In November, the Dutch anti-piracy agency BREIN reported that Common Crawl is removing over 2 million news articles from its database, which has contained articles published on well-known Dutch news websites and in digital newspapers. No permission was granted for these articles.
Common Crawl is an American non-profit organization that scrapes the internet and makes its database available free of charge to consumers and businesses, including generative AI services that use these datasets to train their AI models.
Research showed that virtually all major Generative AI language models were (partly) trained on Common Crawl data. This includes Apple’s openELM, Microsoft’s Phi, OpenAI’s ChatgPT, NVIDIA’s Nemo Megatron, Deepseek’s DeepseekV3, and Anthropic’s Claude.

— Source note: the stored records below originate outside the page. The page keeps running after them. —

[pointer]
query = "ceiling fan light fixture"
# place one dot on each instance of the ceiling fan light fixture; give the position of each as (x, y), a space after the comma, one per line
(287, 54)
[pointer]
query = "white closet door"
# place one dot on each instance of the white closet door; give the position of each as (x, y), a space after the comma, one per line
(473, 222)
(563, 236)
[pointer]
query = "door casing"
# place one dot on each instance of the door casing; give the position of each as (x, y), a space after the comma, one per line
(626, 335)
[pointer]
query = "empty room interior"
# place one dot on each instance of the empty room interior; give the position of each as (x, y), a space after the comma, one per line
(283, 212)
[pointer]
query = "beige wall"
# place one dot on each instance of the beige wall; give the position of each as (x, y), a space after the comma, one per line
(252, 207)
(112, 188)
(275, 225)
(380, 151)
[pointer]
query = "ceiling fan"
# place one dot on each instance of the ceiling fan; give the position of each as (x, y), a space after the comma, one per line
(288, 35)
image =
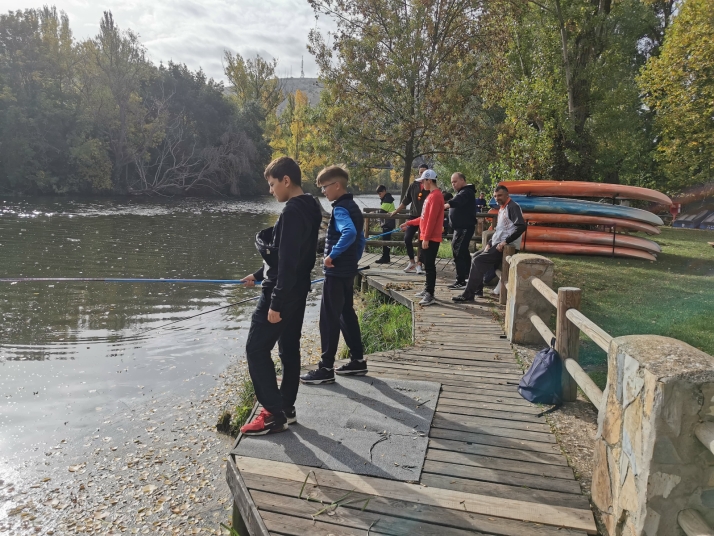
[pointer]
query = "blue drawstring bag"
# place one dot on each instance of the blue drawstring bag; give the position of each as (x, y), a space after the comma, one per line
(542, 383)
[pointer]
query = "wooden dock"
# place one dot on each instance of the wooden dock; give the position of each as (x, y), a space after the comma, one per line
(492, 464)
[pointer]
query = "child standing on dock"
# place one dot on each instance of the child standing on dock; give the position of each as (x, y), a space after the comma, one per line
(387, 205)
(344, 246)
(431, 225)
(288, 249)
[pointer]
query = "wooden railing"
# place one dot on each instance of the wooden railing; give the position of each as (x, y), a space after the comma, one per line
(570, 321)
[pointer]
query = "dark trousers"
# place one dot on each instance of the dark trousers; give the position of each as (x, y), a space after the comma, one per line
(409, 233)
(337, 314)
(482, 263)
(460, 249)
(428, 259)
(261, 340)
(385, 249)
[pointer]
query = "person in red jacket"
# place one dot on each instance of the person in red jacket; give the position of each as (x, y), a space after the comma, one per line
(431, 226)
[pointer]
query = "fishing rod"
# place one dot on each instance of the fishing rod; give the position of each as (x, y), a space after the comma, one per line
(313, 282)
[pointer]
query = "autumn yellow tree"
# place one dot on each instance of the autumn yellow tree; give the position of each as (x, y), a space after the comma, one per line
(679, 86)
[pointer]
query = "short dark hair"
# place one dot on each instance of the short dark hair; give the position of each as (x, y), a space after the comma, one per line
(332, 172)
(282, 166)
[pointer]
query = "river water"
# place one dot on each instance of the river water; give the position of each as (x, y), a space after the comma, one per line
(71, 353)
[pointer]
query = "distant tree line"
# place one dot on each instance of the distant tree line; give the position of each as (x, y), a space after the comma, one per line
(97, 117)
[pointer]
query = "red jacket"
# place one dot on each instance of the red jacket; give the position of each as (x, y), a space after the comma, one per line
(431, 221)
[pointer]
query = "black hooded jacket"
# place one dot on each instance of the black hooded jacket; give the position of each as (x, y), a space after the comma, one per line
(462, 211)
(295, 237)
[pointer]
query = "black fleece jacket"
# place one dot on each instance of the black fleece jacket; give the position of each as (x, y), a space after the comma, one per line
(295, 236)
(462, 211)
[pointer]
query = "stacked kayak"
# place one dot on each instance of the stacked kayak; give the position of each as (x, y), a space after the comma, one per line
(548, 218)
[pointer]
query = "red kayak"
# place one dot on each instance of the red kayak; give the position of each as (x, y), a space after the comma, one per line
(585, 189)
(560, 234)
(576, 219)
(570, 248)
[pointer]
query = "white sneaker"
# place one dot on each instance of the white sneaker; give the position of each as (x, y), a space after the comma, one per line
(410, 267)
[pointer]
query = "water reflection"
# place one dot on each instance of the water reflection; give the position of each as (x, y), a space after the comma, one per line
(71, 352)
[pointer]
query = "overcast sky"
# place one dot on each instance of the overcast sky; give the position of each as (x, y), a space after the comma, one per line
(197, 32)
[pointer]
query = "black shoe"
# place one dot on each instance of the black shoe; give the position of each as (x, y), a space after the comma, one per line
(320, 375)
(353, 368)
(463, 298)
(456, 286)
(290, 415)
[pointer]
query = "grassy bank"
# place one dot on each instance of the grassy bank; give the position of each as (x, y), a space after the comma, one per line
(385, 324)
(673, 296)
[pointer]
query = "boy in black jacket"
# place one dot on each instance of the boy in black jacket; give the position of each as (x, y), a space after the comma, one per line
(462, 216)
(281, 308)
(344, 245)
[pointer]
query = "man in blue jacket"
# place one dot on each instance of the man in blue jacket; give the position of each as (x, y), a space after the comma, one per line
(344, 245)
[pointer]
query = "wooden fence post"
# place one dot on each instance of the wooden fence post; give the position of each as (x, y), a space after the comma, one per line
(505, 266)
(567, 337)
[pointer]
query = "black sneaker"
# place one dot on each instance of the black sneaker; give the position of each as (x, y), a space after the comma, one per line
(462, 298)
(290, 415)
(356, 367)
(265, 423)
(320, 375)
(456, 286)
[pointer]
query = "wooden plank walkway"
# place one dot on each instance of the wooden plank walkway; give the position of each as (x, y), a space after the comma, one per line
(492, 464)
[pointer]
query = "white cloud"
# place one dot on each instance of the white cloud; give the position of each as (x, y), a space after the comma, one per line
(197, 33)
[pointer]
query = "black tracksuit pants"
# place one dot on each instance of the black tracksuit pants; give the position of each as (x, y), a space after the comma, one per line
(261, 340)
(428, 259)
(337, 314)
(482, 263)
(460, 249)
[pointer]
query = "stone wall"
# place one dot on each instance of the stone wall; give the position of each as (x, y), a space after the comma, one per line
(524, 299)
(648, 463)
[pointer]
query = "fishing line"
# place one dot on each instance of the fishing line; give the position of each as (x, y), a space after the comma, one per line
(313, 282)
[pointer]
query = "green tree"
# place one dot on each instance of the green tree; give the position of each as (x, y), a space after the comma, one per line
(678, 85)
(399, 76)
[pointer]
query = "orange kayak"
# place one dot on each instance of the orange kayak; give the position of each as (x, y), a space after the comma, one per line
(576, 219)
(560, 234)
(585, 189)
(570, 248)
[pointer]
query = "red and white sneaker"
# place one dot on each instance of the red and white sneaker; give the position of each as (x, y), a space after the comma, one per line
(265, 423)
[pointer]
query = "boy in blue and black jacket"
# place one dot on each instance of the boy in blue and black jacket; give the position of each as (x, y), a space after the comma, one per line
(344, 246)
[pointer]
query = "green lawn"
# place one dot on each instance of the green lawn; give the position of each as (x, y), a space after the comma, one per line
(673, 296)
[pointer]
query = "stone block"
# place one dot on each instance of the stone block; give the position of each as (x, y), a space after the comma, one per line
(524, 299)
(658, 390)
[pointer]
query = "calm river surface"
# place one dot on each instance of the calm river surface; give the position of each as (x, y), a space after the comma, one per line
(71, 353)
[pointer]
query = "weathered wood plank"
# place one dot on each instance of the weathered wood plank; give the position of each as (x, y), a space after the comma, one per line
(408, 512)
(489, 462)
(572, 517)
(537, 497)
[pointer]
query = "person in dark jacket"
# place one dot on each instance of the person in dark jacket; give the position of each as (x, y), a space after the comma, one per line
(288, 251)
(344, 246)
(462, 217)
(509, 229)
(415, 198)
(386, 205)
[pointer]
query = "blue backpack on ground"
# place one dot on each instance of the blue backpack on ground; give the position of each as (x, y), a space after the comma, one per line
(542, 383)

Acting on behalf of several Dutch news publishers, BREIN requested Common Crawl to remove these unauthorized copied webpages from their database so that AI services could no longer train their models based on this content without authorization. Common Crawl complied with the request
Legally licensed alternatives
An alternative to scraping is to obtain such content legally through licensing, making their data available for training in exchange for compensation. The Guardian entered into an arrangement with OpenAI in February 2025, which applies only to articles published from that date foward. The New York Times announced a similar deal in May, reportedly worth at least $20 million per year to the Times.
BREIN cited GPT-NL as the first large-scale Dutch AI language model trained entirely on legally obtained data. Training of this model began in June 2025. It is an initiative of the Dutch organizations TNO, NFI, and SURF in collaboration with, among others, the industry organization NDP Nieuwsmedia, whose members provided a huge dataset.
Why it matters
Common Crawl’s web archive consists of petabytes of mostly copyrighted works, including many news articles, that Common Crawl has been collecting since 2008. Common Crawl updates its data archive monthly with newly published material.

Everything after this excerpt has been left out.